The idea, I guess, was that all those people spent their lives on the sole hope that they’ll be awarded for being right without actually trying to live together.
The point is: it’s all relative when it comes to religion. There’s no point trying to get others to conform to your own ultimate truth. But you can always find common grounds that allow peaceful coexistence.
It’s this, among other encounters, that led me to firmly support the rights of other people to practice things I don’t believe in. Things that might seem ridiculous. Individual choices. Differences. All these things, as long as there is no harm inflicted on me or others.
Sometimes it needs having your own beliefs dismissed as ridiculous by some people who claim intellectual superiority to empathize with those who face discrimination on a daily basis. I’m grateful I was put in such situations repeatedly, because it prompted me to have a firm stance when it came to violations of individual freedoms, regardless of how I feel about the action/practice in question.
I wrote an article in support f niqab based on this belief for Daily News Egypt. I got a number of mixed responses. I realize that some of those who voiced their agreement with what I wrote might have done so because the issue of niqab wasn’t far off from what we grew up learning in Egypt. Some might not support this theory if the practice in question is new to our society and its customs. Something difficult to stomach.
And even though I might be struggling too, this theory about accepting differences even if it contradicts with our understanding of religion is applicable in all fields. The right for a woman to wear the niqab is the same as the right of another woman to wear a short skirt or a bikini. As much as the first woman doesn’t want anyone telling her to take off the niqab or harass her because of it, the second woman doesn’t want anyone to tell her to put on a longer skirt or harass her because of it.
We don’t live in a perfect world, but we should try.
Here’s part of the article, which disagrees with Rania Al-Malky’s editorial, but she’s the one who suggested I write mine to present all points of view in the paper:
CAIRO: We live in a world with so many gods and sometimes with no god at all. Even those who pride themselves on worshiping the same god do so each in their own way. The many faiths and sets of beliefs render any discussion of what’s religiously right or wrong irrelevant.
But as social animals we don’t live in a perfect world.
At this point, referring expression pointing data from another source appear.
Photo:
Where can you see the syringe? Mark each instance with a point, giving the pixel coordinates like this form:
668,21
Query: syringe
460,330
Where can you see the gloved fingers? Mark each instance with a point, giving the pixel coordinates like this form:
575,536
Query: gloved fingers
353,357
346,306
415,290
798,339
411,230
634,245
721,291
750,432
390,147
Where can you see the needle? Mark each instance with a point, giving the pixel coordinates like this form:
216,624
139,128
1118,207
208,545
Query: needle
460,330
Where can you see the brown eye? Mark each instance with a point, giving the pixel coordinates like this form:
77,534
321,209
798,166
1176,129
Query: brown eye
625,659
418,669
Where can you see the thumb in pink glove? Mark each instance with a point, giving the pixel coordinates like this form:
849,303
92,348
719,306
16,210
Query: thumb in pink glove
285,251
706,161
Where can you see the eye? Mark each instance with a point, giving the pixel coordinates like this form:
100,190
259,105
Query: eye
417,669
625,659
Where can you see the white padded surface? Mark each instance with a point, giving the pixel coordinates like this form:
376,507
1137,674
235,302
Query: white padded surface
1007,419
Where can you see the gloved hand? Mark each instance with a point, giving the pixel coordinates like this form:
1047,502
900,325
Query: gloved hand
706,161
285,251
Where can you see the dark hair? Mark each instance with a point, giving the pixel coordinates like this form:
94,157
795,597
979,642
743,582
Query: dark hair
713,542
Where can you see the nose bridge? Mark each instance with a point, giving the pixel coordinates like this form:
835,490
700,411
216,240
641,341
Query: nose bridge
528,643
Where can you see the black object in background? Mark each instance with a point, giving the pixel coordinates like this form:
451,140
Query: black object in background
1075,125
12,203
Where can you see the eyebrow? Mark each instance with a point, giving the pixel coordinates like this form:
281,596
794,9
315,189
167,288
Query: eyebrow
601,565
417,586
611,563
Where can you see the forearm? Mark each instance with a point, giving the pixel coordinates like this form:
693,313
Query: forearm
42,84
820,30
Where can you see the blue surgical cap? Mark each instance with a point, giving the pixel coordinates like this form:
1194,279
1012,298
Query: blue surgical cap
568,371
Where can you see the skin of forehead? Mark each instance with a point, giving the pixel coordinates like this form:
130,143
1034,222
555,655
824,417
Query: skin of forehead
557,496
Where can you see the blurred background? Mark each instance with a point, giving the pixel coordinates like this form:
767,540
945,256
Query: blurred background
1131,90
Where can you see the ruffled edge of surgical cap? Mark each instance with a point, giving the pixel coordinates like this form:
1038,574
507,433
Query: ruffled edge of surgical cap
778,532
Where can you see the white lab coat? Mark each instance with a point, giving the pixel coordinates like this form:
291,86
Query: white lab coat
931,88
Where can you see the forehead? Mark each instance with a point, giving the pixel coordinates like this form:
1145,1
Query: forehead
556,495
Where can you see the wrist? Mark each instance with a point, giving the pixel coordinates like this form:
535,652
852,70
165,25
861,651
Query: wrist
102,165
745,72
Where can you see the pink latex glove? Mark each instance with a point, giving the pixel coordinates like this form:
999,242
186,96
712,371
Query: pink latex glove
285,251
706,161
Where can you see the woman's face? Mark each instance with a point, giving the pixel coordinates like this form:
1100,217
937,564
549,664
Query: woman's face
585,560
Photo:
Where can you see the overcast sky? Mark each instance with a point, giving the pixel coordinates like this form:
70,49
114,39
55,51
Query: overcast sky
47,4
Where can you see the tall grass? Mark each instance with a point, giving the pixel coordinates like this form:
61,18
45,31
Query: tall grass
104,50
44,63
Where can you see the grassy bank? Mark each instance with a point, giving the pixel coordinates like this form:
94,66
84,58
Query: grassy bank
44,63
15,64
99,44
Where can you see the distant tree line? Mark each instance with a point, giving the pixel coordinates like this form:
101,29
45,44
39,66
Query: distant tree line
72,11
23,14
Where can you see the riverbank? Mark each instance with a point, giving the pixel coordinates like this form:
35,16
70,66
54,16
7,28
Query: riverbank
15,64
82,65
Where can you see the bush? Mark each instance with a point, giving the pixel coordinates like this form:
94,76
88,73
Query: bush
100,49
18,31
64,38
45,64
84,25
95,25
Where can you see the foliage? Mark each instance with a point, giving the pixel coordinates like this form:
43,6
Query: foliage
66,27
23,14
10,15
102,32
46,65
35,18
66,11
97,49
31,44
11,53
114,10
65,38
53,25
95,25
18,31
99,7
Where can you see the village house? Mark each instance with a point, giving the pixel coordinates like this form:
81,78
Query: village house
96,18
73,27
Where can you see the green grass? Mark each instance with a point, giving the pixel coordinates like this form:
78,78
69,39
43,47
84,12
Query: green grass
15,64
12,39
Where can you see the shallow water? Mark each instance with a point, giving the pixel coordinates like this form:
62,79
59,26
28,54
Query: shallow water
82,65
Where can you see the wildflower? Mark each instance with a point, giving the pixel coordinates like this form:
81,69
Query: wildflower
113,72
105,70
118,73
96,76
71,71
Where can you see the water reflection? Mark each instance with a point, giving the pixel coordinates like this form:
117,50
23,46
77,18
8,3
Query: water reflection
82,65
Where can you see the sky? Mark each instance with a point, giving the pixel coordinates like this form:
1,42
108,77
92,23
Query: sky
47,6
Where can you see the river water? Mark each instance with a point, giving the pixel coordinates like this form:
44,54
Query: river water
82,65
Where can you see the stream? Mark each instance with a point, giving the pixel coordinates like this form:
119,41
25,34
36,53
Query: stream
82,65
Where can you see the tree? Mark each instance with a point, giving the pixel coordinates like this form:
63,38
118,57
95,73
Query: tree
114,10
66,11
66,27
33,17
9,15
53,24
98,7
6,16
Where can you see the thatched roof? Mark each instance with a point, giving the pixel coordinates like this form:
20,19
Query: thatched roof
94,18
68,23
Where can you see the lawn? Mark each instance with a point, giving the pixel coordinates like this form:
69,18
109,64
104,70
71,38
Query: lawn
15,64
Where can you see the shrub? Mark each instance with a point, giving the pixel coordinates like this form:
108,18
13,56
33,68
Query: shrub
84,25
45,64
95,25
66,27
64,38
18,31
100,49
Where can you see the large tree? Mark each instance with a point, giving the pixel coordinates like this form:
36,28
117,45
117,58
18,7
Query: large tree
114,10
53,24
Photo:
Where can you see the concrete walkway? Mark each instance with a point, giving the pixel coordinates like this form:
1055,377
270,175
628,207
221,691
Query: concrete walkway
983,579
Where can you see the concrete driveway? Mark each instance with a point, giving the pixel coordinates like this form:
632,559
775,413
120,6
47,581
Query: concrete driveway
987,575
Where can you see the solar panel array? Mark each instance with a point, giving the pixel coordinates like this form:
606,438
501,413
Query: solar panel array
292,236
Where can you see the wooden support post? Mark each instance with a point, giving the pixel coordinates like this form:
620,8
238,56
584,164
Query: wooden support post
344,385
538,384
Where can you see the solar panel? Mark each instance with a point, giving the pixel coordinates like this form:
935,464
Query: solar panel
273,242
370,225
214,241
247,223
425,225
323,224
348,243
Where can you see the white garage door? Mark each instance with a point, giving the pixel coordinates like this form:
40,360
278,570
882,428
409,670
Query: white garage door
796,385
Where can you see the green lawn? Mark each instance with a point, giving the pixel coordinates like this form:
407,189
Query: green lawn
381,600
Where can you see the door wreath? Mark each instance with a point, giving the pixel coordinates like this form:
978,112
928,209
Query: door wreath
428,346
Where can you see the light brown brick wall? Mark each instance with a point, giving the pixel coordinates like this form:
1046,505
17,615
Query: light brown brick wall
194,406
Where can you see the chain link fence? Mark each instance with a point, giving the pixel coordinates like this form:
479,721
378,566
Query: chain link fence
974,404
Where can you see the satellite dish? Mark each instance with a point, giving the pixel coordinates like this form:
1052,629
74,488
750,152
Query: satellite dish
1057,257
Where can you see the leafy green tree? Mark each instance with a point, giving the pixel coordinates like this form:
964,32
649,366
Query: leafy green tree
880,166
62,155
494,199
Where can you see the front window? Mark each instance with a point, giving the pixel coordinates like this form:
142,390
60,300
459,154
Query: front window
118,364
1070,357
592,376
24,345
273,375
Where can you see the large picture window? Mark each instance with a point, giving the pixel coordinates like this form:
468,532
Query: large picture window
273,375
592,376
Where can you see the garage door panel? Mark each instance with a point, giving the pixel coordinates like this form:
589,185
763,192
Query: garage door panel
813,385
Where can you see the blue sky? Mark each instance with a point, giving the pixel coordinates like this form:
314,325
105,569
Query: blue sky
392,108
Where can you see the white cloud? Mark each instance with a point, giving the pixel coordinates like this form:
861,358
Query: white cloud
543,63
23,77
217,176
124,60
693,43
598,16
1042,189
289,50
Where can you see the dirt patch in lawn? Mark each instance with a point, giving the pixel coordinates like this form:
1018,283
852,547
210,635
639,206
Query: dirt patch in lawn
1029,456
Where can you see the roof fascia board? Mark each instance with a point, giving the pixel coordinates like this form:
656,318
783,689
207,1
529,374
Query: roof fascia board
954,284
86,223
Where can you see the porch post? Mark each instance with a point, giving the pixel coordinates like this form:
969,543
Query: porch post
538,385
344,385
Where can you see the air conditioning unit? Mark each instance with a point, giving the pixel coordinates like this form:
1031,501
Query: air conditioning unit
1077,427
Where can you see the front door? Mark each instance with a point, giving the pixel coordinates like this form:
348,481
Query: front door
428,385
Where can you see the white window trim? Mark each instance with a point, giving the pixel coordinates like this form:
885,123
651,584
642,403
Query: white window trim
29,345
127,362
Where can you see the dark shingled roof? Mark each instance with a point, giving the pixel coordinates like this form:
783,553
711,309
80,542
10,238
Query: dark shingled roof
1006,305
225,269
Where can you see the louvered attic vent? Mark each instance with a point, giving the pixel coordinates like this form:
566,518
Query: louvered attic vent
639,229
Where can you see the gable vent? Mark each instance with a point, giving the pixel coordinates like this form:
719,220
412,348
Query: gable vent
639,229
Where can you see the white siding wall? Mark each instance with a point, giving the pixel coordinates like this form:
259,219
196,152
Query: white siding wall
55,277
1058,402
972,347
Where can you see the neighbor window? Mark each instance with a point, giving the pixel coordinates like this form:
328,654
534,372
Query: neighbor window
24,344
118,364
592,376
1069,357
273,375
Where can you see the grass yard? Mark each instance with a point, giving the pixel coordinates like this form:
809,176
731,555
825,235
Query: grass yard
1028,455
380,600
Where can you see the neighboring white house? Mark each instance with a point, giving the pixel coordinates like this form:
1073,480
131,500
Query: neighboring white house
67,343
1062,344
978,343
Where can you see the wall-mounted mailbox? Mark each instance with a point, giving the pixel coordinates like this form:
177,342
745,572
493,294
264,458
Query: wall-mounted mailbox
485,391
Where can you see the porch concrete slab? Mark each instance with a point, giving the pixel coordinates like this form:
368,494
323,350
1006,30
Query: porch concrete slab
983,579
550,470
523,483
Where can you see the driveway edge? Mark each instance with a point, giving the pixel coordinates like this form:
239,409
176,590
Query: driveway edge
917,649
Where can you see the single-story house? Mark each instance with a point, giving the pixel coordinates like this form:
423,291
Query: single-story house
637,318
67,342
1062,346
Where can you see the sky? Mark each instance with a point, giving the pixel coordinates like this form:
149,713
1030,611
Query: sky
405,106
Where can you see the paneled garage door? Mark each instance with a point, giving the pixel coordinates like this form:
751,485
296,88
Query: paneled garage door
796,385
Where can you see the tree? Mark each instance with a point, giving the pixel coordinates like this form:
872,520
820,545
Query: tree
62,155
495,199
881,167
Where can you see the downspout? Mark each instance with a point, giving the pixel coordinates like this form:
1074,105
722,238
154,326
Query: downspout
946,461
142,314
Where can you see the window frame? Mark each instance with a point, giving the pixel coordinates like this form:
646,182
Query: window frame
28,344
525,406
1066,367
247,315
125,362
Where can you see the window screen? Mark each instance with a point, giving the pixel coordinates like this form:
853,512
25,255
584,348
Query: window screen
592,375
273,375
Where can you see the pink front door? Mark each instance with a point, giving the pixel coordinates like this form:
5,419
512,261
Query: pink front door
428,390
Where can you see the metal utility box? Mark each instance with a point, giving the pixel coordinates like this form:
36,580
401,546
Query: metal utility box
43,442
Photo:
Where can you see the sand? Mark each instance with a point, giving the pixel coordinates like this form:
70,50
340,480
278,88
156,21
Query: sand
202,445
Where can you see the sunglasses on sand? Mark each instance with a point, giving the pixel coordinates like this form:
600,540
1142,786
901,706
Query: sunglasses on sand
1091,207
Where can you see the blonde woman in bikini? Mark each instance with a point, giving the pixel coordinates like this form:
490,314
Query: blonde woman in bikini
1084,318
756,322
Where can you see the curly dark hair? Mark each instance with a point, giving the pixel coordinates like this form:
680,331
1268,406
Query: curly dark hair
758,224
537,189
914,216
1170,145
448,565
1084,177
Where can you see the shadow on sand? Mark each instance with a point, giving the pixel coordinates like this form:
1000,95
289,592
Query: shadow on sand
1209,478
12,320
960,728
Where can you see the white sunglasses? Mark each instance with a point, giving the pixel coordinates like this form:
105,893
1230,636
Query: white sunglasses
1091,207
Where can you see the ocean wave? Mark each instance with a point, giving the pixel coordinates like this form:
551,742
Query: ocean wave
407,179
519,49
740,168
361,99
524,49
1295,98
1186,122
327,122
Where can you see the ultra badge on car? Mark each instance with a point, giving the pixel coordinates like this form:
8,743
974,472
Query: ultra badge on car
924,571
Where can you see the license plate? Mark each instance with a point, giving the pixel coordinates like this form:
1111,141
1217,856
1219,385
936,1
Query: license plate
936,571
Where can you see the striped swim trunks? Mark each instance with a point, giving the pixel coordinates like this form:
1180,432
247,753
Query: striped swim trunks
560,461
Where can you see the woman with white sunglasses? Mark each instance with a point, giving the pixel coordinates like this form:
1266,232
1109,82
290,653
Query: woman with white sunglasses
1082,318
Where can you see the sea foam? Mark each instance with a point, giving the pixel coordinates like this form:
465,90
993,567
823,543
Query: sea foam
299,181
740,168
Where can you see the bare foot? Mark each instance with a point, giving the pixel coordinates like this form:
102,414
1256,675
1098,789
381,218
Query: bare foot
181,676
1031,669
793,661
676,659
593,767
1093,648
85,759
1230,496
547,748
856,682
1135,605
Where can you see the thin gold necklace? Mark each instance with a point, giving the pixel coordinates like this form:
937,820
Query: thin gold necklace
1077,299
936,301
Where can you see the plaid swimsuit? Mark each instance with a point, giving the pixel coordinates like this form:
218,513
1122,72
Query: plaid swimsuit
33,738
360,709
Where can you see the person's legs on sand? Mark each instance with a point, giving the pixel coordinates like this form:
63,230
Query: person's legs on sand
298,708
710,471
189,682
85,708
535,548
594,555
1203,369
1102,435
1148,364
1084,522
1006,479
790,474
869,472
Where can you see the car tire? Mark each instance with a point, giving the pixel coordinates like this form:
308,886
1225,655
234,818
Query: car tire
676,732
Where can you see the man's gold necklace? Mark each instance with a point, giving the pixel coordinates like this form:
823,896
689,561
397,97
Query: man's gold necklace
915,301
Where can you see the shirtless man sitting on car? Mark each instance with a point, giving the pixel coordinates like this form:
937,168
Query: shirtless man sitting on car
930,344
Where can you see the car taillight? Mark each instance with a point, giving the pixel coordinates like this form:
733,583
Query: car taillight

Reading the news, it’s easy to conclude that humans are intolerant by nature. What makes one society seem as if it’s more tolerant than another is its threshold of accepting differences. Some accept differences in skin color but reject different faiths. Some are more accommodating of sexual orientations than ethnicities, or vice versa.
Each society draws the boundaries of its accommodation and sets limits to its threshold of acceptance. But standing on this fine line — that separates accepting a different set of beliefs or rejecting it on the grounds that it’s too alien from the norm or dismissing it altogether because it’s harmful — is the will to integrate all members in society.